Dark Sabbath

A ritual offering of beauty to yourself through

solitary, family, or community connection.



A monthly dark-moon gathering devoted to release, reckoning, and renewal. Rooted in the ancient practice of Deipnon, Dark Sabbath is a modern ritual supper where we lay down what no longer belongs, tend the threshold between cycles, and prepare ourselves for what comes next.
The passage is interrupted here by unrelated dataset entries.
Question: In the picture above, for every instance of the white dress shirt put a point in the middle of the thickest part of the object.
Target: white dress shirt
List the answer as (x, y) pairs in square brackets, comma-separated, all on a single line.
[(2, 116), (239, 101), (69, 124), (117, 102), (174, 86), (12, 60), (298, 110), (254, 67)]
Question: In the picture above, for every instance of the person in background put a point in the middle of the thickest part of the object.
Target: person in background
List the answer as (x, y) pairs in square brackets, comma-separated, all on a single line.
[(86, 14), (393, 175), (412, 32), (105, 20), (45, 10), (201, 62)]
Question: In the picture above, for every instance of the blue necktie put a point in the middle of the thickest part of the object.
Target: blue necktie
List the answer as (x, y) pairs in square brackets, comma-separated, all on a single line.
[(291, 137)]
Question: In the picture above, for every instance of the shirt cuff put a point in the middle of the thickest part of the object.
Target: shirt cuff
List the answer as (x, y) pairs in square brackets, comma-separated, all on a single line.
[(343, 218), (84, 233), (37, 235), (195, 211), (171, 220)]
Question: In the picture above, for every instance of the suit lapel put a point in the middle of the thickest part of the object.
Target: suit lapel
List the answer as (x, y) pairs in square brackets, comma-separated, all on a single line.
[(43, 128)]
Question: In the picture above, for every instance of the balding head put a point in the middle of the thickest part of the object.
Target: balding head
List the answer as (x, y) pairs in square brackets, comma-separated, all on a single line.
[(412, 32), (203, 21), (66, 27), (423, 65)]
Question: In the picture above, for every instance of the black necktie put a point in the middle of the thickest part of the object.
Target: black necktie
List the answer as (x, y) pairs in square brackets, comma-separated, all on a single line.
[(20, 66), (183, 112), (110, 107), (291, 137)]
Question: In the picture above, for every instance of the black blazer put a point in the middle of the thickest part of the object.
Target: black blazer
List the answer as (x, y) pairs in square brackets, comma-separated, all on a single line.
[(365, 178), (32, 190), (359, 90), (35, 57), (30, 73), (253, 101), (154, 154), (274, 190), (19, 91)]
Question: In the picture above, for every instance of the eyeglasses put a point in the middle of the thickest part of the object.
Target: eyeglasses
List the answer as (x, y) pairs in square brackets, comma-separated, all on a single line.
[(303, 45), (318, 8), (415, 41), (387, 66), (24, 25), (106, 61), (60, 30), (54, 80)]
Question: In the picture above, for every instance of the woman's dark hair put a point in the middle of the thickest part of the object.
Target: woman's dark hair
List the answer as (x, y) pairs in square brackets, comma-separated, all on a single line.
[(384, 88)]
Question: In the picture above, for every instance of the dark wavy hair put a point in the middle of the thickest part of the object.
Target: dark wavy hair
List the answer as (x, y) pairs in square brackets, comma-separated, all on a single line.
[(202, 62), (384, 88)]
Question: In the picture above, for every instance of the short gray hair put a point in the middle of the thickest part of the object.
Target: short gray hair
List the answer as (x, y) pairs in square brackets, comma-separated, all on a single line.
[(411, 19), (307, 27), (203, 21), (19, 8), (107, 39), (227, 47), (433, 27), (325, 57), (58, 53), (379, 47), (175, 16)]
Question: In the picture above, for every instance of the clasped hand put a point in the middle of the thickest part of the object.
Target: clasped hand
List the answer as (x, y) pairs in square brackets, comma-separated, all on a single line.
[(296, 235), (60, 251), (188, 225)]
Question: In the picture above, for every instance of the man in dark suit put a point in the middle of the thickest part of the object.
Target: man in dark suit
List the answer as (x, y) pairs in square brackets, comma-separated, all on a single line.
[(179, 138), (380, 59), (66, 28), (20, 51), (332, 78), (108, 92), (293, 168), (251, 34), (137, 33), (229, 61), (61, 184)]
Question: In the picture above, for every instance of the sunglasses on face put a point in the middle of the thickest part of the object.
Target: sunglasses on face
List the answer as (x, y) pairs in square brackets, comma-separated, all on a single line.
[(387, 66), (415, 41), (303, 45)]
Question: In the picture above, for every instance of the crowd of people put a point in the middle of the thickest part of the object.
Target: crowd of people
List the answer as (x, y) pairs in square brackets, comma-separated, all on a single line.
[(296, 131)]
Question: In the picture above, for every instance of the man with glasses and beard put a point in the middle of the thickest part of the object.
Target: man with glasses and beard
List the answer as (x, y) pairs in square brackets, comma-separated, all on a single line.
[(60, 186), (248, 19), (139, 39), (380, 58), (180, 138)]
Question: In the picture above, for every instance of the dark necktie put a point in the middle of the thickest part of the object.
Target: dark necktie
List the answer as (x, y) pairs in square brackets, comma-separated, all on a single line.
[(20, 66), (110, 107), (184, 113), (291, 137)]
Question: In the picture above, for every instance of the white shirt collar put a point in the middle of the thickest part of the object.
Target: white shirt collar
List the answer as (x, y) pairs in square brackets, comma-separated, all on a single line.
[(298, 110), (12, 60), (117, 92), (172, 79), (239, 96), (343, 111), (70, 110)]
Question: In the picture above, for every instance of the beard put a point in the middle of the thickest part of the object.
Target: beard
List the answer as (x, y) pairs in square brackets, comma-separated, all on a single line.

This is a pause, a clearing, and a return to right relationship with self, spirit, and time.


Ritual is beauty bonded with the sacred, insperable and intentional.



Virtual Community Service: 4 pm Pacific time on the dark moon

Dark Sabbath, known in the ancient tradition as Deipnon, is the reflected close of the lunar month — a sacred pause where we gather, release what no longer belongs, and honor what remains. On the dark moon, when the lunar face is hidden, we share a humble supper, set down our burdens, forgive what needs forgiving, and clear space in body, heart, and home. This ritual is not about abandonment but reckoning and renewal: a quiet celebration of endings that hold the seeds of beginnings. It is the ritual feast at the threshold between one moon and the next, where intention meets earnest release.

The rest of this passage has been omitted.